L’annonce de sa prétendue libération a également fait réagir la Cour pénale internationale (CPI) qui, dans un communiqué transmis à Jeune Afrique mercredi 14 juin, demande à ce que la Libye, et tous les États compétents, procèdent « immédiatement » à son arrestation, et ce, « indépendamment de toute prétendue loi d’amnistie » en Libye. « Aider un fugitif à se soustraire à la justice ne saurait être toléré, et M. Kadhafi doit être remis à la Cour » insiste la procureure de la CPI, ajoutant que les « États et entités concernés » sont invités à transmettre à son bureau « tout renseignement pertinent dont ils disposeraient ».

En juin 2011, la CPI avait lancé un mandat d’arrêt pour crimes contre l’Humanité à l’encontre de Seif al-Islam Kadhafi. Le fils de l’ancien dictateur libyen est notamment accusé d’avoir joué un « rôle-clé dans la mise en œuvre d’un plan » conçu par son père, visant à « réprimer par tous les moyens nécessaires » le soulèvement populaire.

Le commandant de la Brigade Abou Bakr al-Sadiq également recherché

La procureure de la CPI Fatou Bensouda demande également à ce que soit arrêté et remis à la Cour Mohamed Khaled Al-Tuhamy, le commandant de la Brigade Abou Bakr al-Sadiq qui détenait Seif al-Islam. Depuis le 24 avril 2017,  l’homme est lui aussi sous le coup d’un mandat d’arrêt de la CPI et doit répondre de « crimes contre l’Humanité, d’emprisonnement, torture, persécution et autres actes inhumains, et des crimes de guerre de torture, traitements cruels et atteintes à la dignité de la personne, commis en divers lieux sur le territoire libyen en 2011 », indique le communiqué.
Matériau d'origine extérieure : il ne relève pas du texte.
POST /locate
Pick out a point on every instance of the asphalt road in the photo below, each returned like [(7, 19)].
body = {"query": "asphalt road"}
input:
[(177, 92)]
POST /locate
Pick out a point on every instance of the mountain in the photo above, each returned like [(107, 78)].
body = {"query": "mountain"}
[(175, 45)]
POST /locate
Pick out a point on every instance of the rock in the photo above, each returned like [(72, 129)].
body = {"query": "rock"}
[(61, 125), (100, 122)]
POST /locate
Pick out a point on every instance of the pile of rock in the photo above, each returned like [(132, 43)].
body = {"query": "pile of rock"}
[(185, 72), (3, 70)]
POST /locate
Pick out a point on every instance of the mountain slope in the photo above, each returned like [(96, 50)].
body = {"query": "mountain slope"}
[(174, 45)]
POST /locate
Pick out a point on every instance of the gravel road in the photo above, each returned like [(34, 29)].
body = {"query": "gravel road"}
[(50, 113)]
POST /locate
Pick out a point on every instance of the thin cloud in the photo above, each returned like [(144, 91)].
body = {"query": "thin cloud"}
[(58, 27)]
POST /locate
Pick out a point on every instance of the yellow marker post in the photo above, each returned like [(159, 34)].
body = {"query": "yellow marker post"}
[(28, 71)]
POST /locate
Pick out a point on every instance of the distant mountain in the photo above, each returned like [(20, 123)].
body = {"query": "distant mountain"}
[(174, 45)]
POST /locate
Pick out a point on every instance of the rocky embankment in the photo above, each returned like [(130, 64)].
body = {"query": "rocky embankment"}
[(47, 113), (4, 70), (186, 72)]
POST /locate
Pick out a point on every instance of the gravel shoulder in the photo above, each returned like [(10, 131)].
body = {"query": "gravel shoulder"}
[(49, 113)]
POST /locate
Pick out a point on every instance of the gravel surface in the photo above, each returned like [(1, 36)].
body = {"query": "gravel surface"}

Saïf al-Islam Kadhafi avait été capturé un mois après la mort de son père, en novembre 2011. Depuis détenu au secret, l’ex-dauphin du « Guide » est poursuivi à la fois par la CPI et par les autorités libyennes. En 2015, un tribunal de Tripoli l’avait condamné à mort, en son absence, pour crimes de guerre.